When I have taught or trained in editing or writing or somesuch, I always bring out a personal lesson: What is wrong with the headline “Suspect Arrested”?
For those who did reasonably well in high school English, you’ll recall having been taught that such sentences or phrases are in the passive voice and that you never should use the passive voice.
The passive voice puts the subject of the sentence at the end, after the word “by,” “Suspect Arrested by Police.” Further, my passive headline has an “implied subject”: the phrase “By Police” is missing, precisely because it’s obvious.
The standard passive style is scorned because straightline phrasing with active verbs is livelier and more attractive. (To passive readers, presumably.) The problem with an implied subject comes from it not being obvious to the general reader.
The lesson I deliver to novices, however, is that the passive voice exists, even gets a name, because it has sound uses in good writing. Top reason: You want to avoid saying the obvious.
A few weeks into my first copy-editing job at the then-Arkansas Democrat in Little Rock, in 1985, I submitted atop a crime brief the headline, “Suspect Arrested in LR Robbery.” (Candidly, I only remember the first half, not the crime committed.) The copy desk’s shift chief, the slot editor, Melody, called me on it, that we always use the active voice.
She rewrote the headline to “Police Hold Suspect in LR Robbery.” The character count is only 2 longer (29 and 31) so either will fit across two columns in the selected font size.
I objected of course, saying it’s obvious who did the arresting, you don’t need to spell out the cops. Melody was not persuaded, and she was slot that night.
I made the rule for myself, though, for later on when I could get by with it:
The implied subject in a passive construction is superfluous if it is obvious, so is usually allowable.
So who or what determined Joe Biden was victorious in the epochal, centered, all-cap, bold-faced, sans serif headline of editions of Sunday’s Arkansas Democrat-Gazette “BIDEN CALLED VICTOR”?
Or did they? It’s someone’s call, maybe he’s not the winner.
The implied subject is not clear. For the passive voice with implied subject to work, the subject has to be clear, to a hypothetical Joe.
The evident point of the headline was that the country began Saturday the 7th to move as if Biden won the presidency with the last final if uncertified state tallies that morning. The subtextual second point was that Biden was not factually victorious as the incumbent promised to fight the vote tallies in the courts.
Whomever chose BIDEN CALLED VICTOR wanted the second point to be nearly as strong as the first.
The editors had a good news-judgment reason, to show that the race was not over. Yet just as factual were the headlines nationwide from that Sunday the 8th: mostly variations on “Biden Wins.”

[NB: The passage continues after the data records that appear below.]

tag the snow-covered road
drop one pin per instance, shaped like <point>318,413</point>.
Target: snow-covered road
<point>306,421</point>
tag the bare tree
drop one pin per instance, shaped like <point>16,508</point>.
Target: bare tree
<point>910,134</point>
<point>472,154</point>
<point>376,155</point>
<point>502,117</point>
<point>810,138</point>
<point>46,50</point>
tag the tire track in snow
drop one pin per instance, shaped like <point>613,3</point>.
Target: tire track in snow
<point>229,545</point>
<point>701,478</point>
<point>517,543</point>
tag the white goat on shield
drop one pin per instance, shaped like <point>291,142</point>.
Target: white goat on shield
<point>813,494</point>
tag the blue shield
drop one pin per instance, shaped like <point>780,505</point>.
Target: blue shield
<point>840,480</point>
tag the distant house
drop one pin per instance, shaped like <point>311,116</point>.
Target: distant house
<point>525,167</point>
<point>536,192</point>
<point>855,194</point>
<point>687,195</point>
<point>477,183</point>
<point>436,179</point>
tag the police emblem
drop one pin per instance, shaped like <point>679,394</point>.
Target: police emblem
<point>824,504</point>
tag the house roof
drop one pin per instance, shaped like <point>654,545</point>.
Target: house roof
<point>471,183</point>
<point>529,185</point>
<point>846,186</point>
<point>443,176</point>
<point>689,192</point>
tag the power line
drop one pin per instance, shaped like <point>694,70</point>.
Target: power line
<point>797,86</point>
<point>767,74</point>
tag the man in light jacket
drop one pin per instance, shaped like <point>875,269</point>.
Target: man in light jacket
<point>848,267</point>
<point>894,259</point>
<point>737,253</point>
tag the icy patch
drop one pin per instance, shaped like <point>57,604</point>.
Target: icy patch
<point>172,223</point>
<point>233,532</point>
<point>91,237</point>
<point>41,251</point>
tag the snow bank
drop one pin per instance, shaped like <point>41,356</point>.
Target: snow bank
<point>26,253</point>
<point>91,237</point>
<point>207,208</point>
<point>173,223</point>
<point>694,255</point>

Not that media projections of incomplete or almost complete vote returns are official, that awaits certification days later, but for many decades they have an informal legitimacy. Because the final counts usually show slight changes.
If election results change through recounts or legal maneuvers, that calls for new headlines on those future articles. Don’t have to signal that possibility early.
“Biden Called Victor” is an alternate grammar construction, where the implied subject is not obvious but deliberately not clear.
Let’s call it the “passive-aggressive voice.”
“Biden Called Victor” is not terrible because readers should get the intent: ambiguity. But my old paper the Demzette long has prided itself on precise language. Choosing a headline that calls attention to itself should be allowable only for puns on light stories.
If it was so important to point out some softness of Joe Biden’s electoral victory 4-5 days after the election, the paper could’ve made the same point actively and clearly — and a bit longer headline count (22.5 and 26.5) so drop the font a bit — with:
BIDEN CLAIMS VICTORY
A majority of Americans, maybe even a majority of Electoral College delegates, would agree.